One of them, Robert Jeffress, is a bigot who has made rabid comments about gays, Mormons, and Muslims and has said Jews will go to hell. Jeffress not only mentioned “the Messiah” among those—“the prophets, the Scriptures”– who brought the message of Jerusalem to the world. He actually ended with, “We pray this in the name and spirit of the prince of peace, Jesus our lord.” (Don’t take my word for it; the entire event is on Youtube, under “US Embassy Opens in Jerusalem—Full Ceremony”).
John Hagee was given the stage for a closing “benediction”, in which he turned the tented space in which the assembled sat into a church. “Can we stand?” he asked, which the assembled — Israelis, including army representatives but also Israel’s ultra-Orthodox Chief rabbis and various other very bearded, black-hatted Jewish men, Israel’s Prime Minister and President, and Members of Knesset, dutifully did. Then he cried out, in best revival style, “Can we all shout ‘Halleluya’?” Which they all did. To which Hagee answered, “Amen.”
I, a religious Jew, was so shocked and offended at this spectacle that I cannot begin to convey it. But any kind of Jew would be offended, though I fear most at the event had no idea of the worldview into which they were being impressed and the role they were being made to play, unknowingly (not that intent matters to evangelicals).To have an embassy opening become an evangelical (or any Christian) meeting; to see missionizing pastors use it for their apocalyptic vision of mass Jewish conversion at the Second Coming, and to know that the US State Department and an ambassador whose politics are as right-wing as his diplomatic credentials are thin, left me not celebrating the opening but shaking my head in disbelief and dismay.
Let me hasten to add that I was not cheered by the not-even-equal-time — two missionizing pastors to one rabbi — given to, of course, a fundamentalist rabbi, from Chabad.
This was an embassy opening.There should have been no religious intrusion whatever, by any representatives of any religion or sect therein.
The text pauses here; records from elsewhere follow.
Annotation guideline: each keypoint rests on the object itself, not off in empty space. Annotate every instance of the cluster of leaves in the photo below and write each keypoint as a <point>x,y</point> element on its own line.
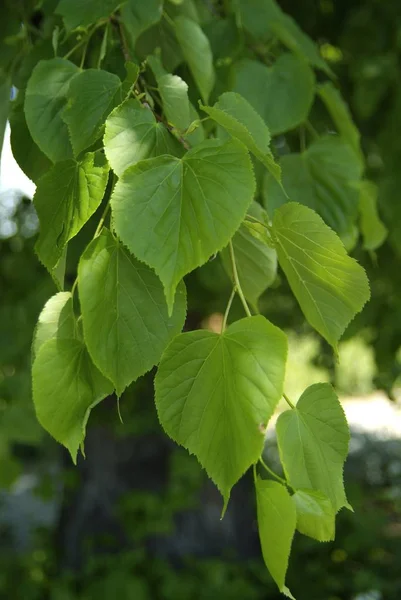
<point>172,117</point>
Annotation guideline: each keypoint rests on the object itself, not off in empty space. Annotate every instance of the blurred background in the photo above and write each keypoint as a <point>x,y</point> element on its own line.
<point>138,519</point>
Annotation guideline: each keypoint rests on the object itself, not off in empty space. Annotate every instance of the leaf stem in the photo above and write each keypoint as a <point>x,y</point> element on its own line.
<point>286,398</point>
<point>229,303</point>
<point>237,281</point>
<point>271,472</point>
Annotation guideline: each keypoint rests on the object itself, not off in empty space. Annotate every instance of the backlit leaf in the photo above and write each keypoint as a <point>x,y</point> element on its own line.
<point>132,134</point>
<point>213,392</point>
<point>173,214</point>
<point>256,261</point>
<point>330,287</point>
<point>45,101</point>
<point>313,441</point>
<point>315,515</point>
<point>242,122</point>
<point>276,524</point>
<point>124,311</point>
<point>66,386</point>
<point>66,197</point>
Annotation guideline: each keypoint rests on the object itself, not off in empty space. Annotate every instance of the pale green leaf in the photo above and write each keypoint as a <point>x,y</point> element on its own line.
<point>197,52</point>
<point>65,198</point>
<point>242,122</point>
<point>341,115</point>
<point>265,19</point>
<point>81,13</point>
<point>55,321</point>
<point>276,524</point>
<point>373,230</point>
<point>256,261</point>
<point>45,101</point>
<point>281,94</point>
<point>313,442</point>
<point>173,214</point>
<point>315,515</point>
<point>214,392</point>
<point>326,178</point>
<point>139,16</point>
<point>92,96</point>
<point>330,286</point>
<point>132,134</point>
<point>66,386</point>
<point>124,311</point>
<point>29,157</point>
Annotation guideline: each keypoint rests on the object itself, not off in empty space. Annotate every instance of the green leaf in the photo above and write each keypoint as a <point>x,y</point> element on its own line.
<point>91,97</point>
<point>341,115</point>
<point>281,94</point>
<point>66,386</point>
<point>81,13</point>
<point>139,16</point>
<point>27,154</point>
<point>132,134</point>
<point>197,52</point>
<point>55,321</point>
<point>65,199</point>
<point>313,442</point>
<point>174,95</point>
<point>326,178</point>
<point>124,311</point>
<point>256,261</point>
<point>276,524</point>
<point>242,122</point>
<point>45,101</point>
<point>213,392</point>
<point>264,18</point>
<point>315,515</point>
<point>331,287</point>
<point>372,228</point>
<point>173,214</point>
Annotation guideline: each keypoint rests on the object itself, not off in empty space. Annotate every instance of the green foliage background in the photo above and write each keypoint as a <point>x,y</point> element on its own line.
<point>361,44</point>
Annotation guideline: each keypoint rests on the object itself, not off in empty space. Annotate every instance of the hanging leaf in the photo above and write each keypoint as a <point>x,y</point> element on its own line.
<point>276,524</point>
<point>55,321</point>
<point>325,177</point>
<point>242,122</point>
<point>45,101</point>
<point>92,96</point>
<point>66,386</point>
<point>139,16</point>
<point>315,515</point>
<point>373,230</point>
<point>213,392</point>
<point>124,311</point>
<point>79,13</point>
<point>341,115</point>
<point>132,134</point>
<point>313,441</point>
<point>281,94</point>
<point>65,199</point>
<point>27,154</point>
<point>331,287</point>
<point>173,214</point>
<point>256,260</point>
<point>197,52</point>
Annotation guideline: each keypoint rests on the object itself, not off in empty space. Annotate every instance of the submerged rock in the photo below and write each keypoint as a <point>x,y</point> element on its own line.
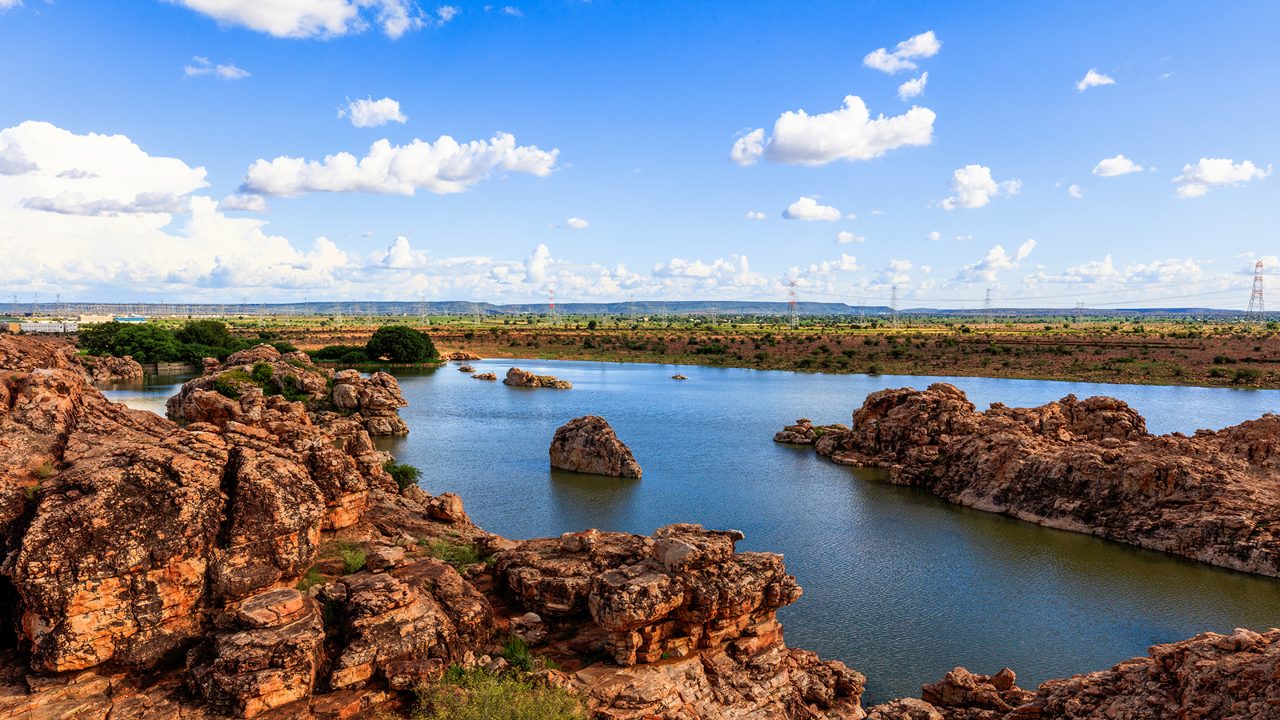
<point>1084,465</point>
<point>589,445</point>
<point>524,378</point>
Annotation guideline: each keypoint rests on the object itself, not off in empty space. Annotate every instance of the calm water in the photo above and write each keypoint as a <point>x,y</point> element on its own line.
<point>897,583</point>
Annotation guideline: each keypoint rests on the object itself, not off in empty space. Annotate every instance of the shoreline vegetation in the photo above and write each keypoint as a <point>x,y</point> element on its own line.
<point>1183,352</point>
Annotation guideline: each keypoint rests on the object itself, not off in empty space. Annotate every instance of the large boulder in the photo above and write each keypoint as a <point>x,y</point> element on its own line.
<point>589,445</point>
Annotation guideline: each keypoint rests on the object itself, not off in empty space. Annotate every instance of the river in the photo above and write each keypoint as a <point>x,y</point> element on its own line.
<point>899,584</point>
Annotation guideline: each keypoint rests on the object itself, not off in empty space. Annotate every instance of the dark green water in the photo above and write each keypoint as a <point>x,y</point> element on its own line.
<point>897,583</point>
Not even by a Muslim Imam, of which — of course — there was none.
The only expansive, inclusive, diplomatic moments came in remarks by Israel’s President Rivlin and by the performer, who sang, “salaam,” several times in her song, “od yavo shalom alenu” (“peace will yet come to us”).
So, my screens are very split these days. My complex identity always has multiple screens, which mostly is fine and makes for creative tension, and in any case, is an inescapable part of contemporary consciousness..
But the screens these days do not even seem to be on the same “set.” And any kind of wholeness seems a long way off.